Уходит праздник. Весна проходит, лето. Приходят ночи, в бурях; хлещет в окна. Вот-вот погаснет огонек лампадки, и мои глаза, испуганные черной ночью, ищут… Где яичко?.. Вон оно, святое, у киота. И мне не страшно. Свет от него, и Ангел ласково глядит мне в сердце.
В детстве, когда бывало горе, я приходил к киоту, и смотрел.
За голубым и розовым бессмертником, в комочке моха, в глубине за стеклышком, я видел: светозарный, с блистающей хоругвью, воскресал Христос из Гроба. Я всматривался в эту панорамку до счастливых слез, – и заливало светом.
Помню, говорила няня:
– В стеклышко-то гляди, да хорошенько… и увидишь.
– А чего, няня?
– Ангелочка. До-лго гляди, вот и увидишь живого ангелочка.
Я глядел долго-долго. В глазах мерцало, цветочки оживали, и в глубине, за ними…
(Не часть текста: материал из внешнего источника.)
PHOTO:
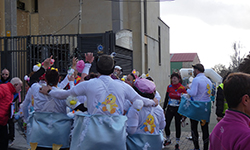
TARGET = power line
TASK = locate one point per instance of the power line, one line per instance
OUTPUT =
(66, 24)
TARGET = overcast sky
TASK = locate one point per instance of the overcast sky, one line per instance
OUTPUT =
(208, 27)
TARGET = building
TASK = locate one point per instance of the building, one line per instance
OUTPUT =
(137, 25)
(183, 60)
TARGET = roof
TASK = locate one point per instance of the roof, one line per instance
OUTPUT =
(182, 57)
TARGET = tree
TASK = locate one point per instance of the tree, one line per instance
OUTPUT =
(236, 58)
(221, 69)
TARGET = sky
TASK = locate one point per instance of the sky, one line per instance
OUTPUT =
(208, 28)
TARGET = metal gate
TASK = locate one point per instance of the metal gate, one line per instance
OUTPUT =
(19, 54)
– Вижу… живого ангелочка вижу!..
В горькие минуты я приходил к киоту – и смотрел. Чудесное мое, далекое.
Апрель, 1925 г.
Париж
Чудесный билет
…Да сколько я здесь?.. Пять лет. Нет, разве привыкнешь… все как-то, знаете, не то. Да хоть бы вот… Шел сейчас по Шандемарсу, где Эйфелева башня. А со мной бывает: все забуду! Шел и все вспомнить старался фамилию агента одного английского, работал по яичкам с нами, по экспорту… человек хороший. На яичной бирже адрес укажут! Думаю и здесь пока заняться, перехватить кредитцу. А он бы мне устроил. Иду, прикидываю… – Аронсен или Муронсен? Гляжу на часы – 4! Пора к Бакастову! – трактир у нас, в Рогожской, в Москве. Больше сорока годов, каждый Божий день, как к четырем – к Бакастову. Глядь – она стоит! Да башня. В голову как кокнет!.. Не могу привыкнуть. Как меня грохнуло тогда, в мае восемнадцатого года, – так и не верю, сон все, будто. Шел я тогда в трактир, – без пяти четыре, помню, было – старший приказчик на лихаче нагнал, шепнул словечко… – да так с дороги, через Таганку да на Курский, в чем был… Сунул он мне мешочек с жениными пустяками, только и всего. Ну, это особая статья, как из Таганки в Парижах очутился. А разговор мой вот к чему… Я тоже мемуары излагаю, сочинение того, что видел. Многое теперь понятно, будто на горе я и все народы вижу, насквозь. Пишу про жизнь, чтобы научились наши дети.